Airlines must maintain minimum service levels in order to receive government assistance but many have petitioned to stop service to airports with low passenger demand.
Both United Airlines (UAL.O) and Delta Air Lines (DAL.N) won tentative approval to halt flights to 11 airports, while JetBlue Airways Corp (JBLU.O), Alaska Airlines (ALK.N) and Frontier Airlines were approved to stop flights to five airports each. The department said all airports would continue to be served by at least one air carrier.
The Transportation Department said objections to the order can be filed until May 28.
U.S. air carriers are collectively burning through more than $10 billion in cash a month as travel demand remains a fraction of prior levels, even though it has rebounded slightly in recent weeks. They have parked more than half of their planes and cut thousands of flights.
The department has previously granted airlines waivers to cancel some additional flights and denied others. On May 12, the department said it would allow carriers to halt flights to up to 5% of required destinations.
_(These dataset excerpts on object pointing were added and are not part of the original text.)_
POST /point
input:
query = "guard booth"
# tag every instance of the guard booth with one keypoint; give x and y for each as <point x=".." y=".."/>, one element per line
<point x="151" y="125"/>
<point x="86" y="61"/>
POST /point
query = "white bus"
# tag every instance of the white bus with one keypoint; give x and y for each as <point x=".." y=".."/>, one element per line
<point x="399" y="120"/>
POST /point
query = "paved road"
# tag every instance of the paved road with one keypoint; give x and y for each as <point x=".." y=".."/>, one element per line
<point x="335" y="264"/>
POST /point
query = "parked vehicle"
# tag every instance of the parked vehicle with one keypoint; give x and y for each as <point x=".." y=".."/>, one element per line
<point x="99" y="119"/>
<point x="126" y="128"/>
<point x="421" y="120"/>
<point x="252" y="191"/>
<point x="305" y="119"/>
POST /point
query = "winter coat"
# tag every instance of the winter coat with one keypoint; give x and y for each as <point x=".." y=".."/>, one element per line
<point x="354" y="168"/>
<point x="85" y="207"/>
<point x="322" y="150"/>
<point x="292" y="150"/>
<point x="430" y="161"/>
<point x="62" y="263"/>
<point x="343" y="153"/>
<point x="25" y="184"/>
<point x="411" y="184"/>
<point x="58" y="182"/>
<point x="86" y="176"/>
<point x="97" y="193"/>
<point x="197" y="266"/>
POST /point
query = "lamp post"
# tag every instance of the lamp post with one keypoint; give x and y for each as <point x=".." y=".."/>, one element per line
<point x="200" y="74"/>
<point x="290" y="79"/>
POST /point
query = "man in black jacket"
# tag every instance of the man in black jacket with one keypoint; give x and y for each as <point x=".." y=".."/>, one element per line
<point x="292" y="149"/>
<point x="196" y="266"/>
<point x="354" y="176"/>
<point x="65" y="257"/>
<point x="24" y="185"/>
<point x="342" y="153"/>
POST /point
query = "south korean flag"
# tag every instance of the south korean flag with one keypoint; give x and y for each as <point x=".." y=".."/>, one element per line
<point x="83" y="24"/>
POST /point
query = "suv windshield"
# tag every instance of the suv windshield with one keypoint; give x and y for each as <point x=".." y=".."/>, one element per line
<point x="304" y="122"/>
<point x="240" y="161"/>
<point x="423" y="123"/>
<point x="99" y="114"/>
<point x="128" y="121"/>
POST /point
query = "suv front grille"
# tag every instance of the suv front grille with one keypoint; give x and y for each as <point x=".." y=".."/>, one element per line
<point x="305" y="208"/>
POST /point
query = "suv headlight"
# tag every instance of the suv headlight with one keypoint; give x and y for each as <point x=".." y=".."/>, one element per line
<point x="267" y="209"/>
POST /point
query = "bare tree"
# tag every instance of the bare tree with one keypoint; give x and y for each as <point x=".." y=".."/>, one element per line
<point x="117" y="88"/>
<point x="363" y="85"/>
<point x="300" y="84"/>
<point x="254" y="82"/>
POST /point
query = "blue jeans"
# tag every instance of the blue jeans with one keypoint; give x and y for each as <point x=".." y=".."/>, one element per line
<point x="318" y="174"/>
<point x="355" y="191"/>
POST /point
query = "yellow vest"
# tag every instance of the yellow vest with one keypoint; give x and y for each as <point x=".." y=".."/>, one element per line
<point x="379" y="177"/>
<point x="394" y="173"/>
Under the tentative order, Delta can halt service to Aspen, Colorado; Bangor, Maine; Flint, Michigan; Santa Barbara, California; and Lincoln, Nebraska, among other cities, while United can halt service to airports including Chattanooga, Tennessee; Hilton Head and Myrtle Beach, South Carolina; Key West, Florida; and Lansing and Kalamazoo, Michigan.
JetBlue can halt flights to Albuquerque, New Mexico;
Palm Springs and Sacramento, California; Sarasota, Florida; and Worcester, Massachusetts.
Alaska can suspend flights to Charleston, South Carolina;
Columbus, Ohio; El Paso and San Antonio, Texas; and New Orleans.
Only half of eligible carriers have applied to cut more flights.